Cryptic: The Best Short Fiction of Jack McDevitt by Jack McDevitt

Cryptic: The Best Short Fiction of Jack McDevitt by Jack McDevitt

Author:Jack McDevitt [McDevitt, Jack]
Language: eng
Format: mobi
Tags: Anthologies, Science Fiction
ISBN: 9781596061958
Amazon: 1596061952
Goodreads: 3393883
Publisher: Subterranean
Published: 2009-02-26T11:00:00+00:00


In the morning, he was up early. Tired, angry, he scrambled an egg for which he had no appetite, added toast and coffee, and went for a swim. The ocean was cool. After a while he came in close to shore and stood knee-deep in the surf, enjoying its inconstant tug, feeling it pull the sand from around his toes. The sea was blue and salty, indistinguishable from the Atlantic. Strands of weed wrapped around his ankles. Things very much like sandcrabs washed in and buried themselves amid tiny fountains of water. The white beach, punctuated with heaps of gray rock, swung in a wide curve for miles, vanishing at last around the edge of a promontory. Inland, wooded hills mounted in successive ridges westward to the foot of a distant mountain chain. A lost floater drifted over the breakers, until it was picked up by the wind and blown back toward the forest. The floaters were green airbags, apparently airborne plants, resembling nothing so much as lopsided leathery balloons, complete with an anchoring tail. He watched until it disappeared inland.

He slept most of the afternoon, and woke feeling better than he had at any time since the accident. He was coming to terms with the loss of Patty. It was painful, and he promised himself if he got home he’d never leave again. But his situation was not desperate. The environment did not seem especially dangerous, and the Momsen could keep him alive indefinitely. He had a transmitter, so he would be able to say hello when help showed up. Survival depended only on his ability to adjust to being alone.

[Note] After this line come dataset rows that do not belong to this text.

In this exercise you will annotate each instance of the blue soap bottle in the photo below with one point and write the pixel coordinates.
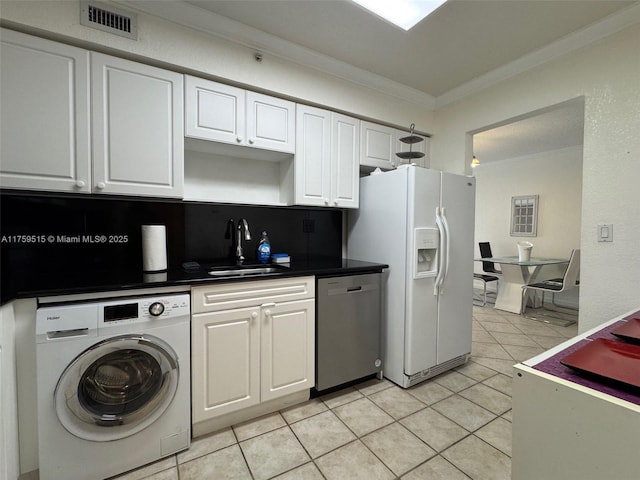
(264, 249)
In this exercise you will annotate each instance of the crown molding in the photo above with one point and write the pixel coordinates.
(610, 25)
(191, 16)
(208, 22)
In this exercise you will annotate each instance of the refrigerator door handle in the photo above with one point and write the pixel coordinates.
(448, 243)
(441, 254)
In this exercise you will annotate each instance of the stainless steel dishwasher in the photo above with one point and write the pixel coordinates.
(348, 339)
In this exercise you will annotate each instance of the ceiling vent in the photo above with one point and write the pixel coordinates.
(108, 19)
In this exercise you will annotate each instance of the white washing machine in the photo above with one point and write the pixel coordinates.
(113, 384)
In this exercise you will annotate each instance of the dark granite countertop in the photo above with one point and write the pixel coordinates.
(77, 281)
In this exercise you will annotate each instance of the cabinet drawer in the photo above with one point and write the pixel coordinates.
(226, 296)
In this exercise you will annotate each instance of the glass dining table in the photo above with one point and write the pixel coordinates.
(515, 274)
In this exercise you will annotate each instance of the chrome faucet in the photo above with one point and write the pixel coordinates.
(242, 225)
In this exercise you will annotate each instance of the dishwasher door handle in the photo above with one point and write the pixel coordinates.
(353, 289)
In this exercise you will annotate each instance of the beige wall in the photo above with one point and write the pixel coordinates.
(607, 75)
(184, 49)
(556, 177)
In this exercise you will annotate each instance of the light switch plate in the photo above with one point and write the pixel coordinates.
(605, 232)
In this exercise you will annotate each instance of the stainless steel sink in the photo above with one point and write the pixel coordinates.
(242, 271)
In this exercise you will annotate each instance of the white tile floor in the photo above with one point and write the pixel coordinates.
(454, 426)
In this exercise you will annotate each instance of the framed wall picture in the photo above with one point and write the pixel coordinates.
(524, 216)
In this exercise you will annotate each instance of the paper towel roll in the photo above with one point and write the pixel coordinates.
(154, 248)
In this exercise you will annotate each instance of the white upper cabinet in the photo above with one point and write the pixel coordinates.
(222, 113)
(44, 127)
(120, 132)
(271, 123)
(327, 158)
(378, 146)
(137, 119)
(313, 156)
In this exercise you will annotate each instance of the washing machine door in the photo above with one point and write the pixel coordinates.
(117, 387)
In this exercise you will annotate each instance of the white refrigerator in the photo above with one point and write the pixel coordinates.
(421, 223)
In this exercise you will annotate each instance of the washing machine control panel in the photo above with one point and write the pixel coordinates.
(156, 309)
(144, 309)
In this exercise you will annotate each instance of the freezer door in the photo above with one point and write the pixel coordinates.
(456, 293)
(422, 305)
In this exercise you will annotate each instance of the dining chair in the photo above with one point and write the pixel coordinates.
(485, 252)
(557, 285)
(485, 279)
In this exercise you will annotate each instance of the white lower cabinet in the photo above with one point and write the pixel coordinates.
(252, 342)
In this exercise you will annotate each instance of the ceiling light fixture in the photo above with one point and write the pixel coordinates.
(403, 13)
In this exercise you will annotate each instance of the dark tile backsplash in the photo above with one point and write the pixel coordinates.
(67, 233)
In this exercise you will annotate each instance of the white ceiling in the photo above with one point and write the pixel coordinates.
(557, 127)
(458, 49)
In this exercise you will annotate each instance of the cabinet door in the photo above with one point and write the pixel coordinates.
(225, 362)
(270, 123)
(214, 111)
(377, 146)
(422, 147)
(44, 122)
(313, 156)
(288, 348)
(138, 137)
(345, 165)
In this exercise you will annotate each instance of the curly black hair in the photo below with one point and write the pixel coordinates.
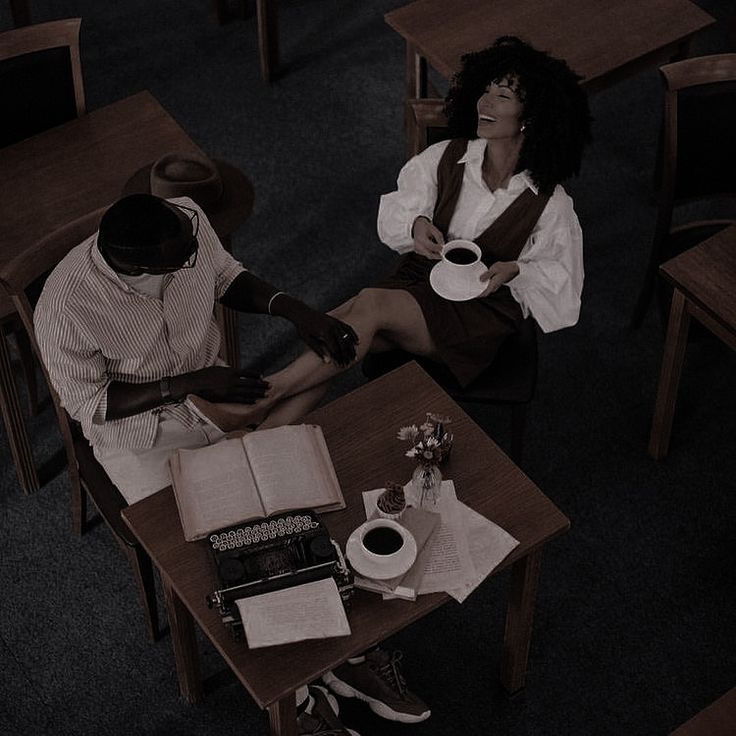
(555, 113)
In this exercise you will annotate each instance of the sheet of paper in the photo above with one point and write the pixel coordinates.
(445, 560)
(489, 546)
(487, 543)
(309, 611)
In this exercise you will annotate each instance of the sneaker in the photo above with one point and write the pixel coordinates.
(379, 682)
(318, 717)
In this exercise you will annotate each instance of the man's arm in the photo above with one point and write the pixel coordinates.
(327, 336)
(216, 383)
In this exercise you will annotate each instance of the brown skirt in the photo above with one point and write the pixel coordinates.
(467, 334)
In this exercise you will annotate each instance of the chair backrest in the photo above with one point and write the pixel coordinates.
(22, 279)
(41, 82)
(699, 145)
(428, 123)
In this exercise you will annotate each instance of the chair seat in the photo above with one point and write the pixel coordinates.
(104, 492)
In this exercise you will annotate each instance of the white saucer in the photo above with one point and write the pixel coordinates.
(452, 289)
(383, 569)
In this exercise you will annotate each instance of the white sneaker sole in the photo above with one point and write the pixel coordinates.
(332, 700)
(377, 706)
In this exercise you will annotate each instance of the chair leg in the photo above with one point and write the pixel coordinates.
(25, 353)
(143, 571)
(518, 427)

The Institute had nothing between here and home. It was seventy-some parsecs to Earth. Alexia’s distress signal, riding its subspace carrier, would cross that vast ocean in 26 months and some odd days, which meant that he could expect a rescue party in about five years.

Fortunately, food was no problem. Storage lockers on board the SARC, the Sakata-Avery Rescue Chamber, held enough hamburgers and flashlight batteries to maintain eight people for years. He had weapons, though this world so far had revealed nothing dangerous. And he had a pleasant beach home. Rent free, with his pay piling up.

That evening, he dragged a chair outside, called up a novel, and sat watching the sun dip into the mountains. It was whiter than Sol, slightly larger, in reality as well as in appearance. When the leading edge touched the horizon, Martin set his watch at six o’clock. A day here was longer than at home, maybe by two hours. So his watch was useless for its designed purpose. But he would check it tomorrow when the sun touched the horizon again, and it would tell him the precise length of the day. Not that it mattered.

The SARC had come down in the northern hemisphere, and he’d steered for a temperate zone. The planet, which they had named Amity, was entering that portion of its orbit in which his hemisphere would be tilting away from the sun.